"'All right, Padre, we'll get it, me an' you. 'Alf hour early dis time. Bateese know place well. Pat tend horses, you bring rifle, an' come wid me. Sacre! Big fonne.'
"'It's a go,' replied the Chaplain, and jumping from the sleigh, he had a word with the Colonel. In another minute he was back again.
"'And what shall be your choice, Madam?' was his question. 'Rump steak, devilled kidneys, or sirloin?'
"'When you shoot your deer, Chaplain, I will tell you,' was my laughing answer, for I had not the remotest idea that the suggestion would be carried out.
"But in another minute, Mr. Evans and Bateese, each with a rifle over his shoulder, plunged into the forest along the winding of the Wapskeheden river. I was almost sorry then over my suggestion, for I did not know what might happen before they returned, and, woman-like, felt nervous. Half an hour later when the sun was setting, and the trees beginning to snap and crack with the frost of the coming night, we heard a couple of shots, but they were far away.

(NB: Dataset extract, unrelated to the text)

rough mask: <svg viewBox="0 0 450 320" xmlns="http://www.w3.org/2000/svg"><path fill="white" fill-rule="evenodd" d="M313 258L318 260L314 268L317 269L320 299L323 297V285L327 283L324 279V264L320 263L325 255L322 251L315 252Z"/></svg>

"'They've found their game at last,' said Sir George. 'I suppose Bateese is a good shot, though I never heard of the Chaplain distinguishing himself in that line."
"'He was one of the crack men of the 91st before he was transferred to the 100th,' said Captain Payne, who with Harold joined Sir George and myself as we stood by the fire.
"It was pretty dark before the hunters returned. When within hailing distance they shouted for help. Then all came in together dragging a big buck by the horns.
"'Who shot him?' was the general question.
"'Oh, de curé he be goot shot,' said Bateese.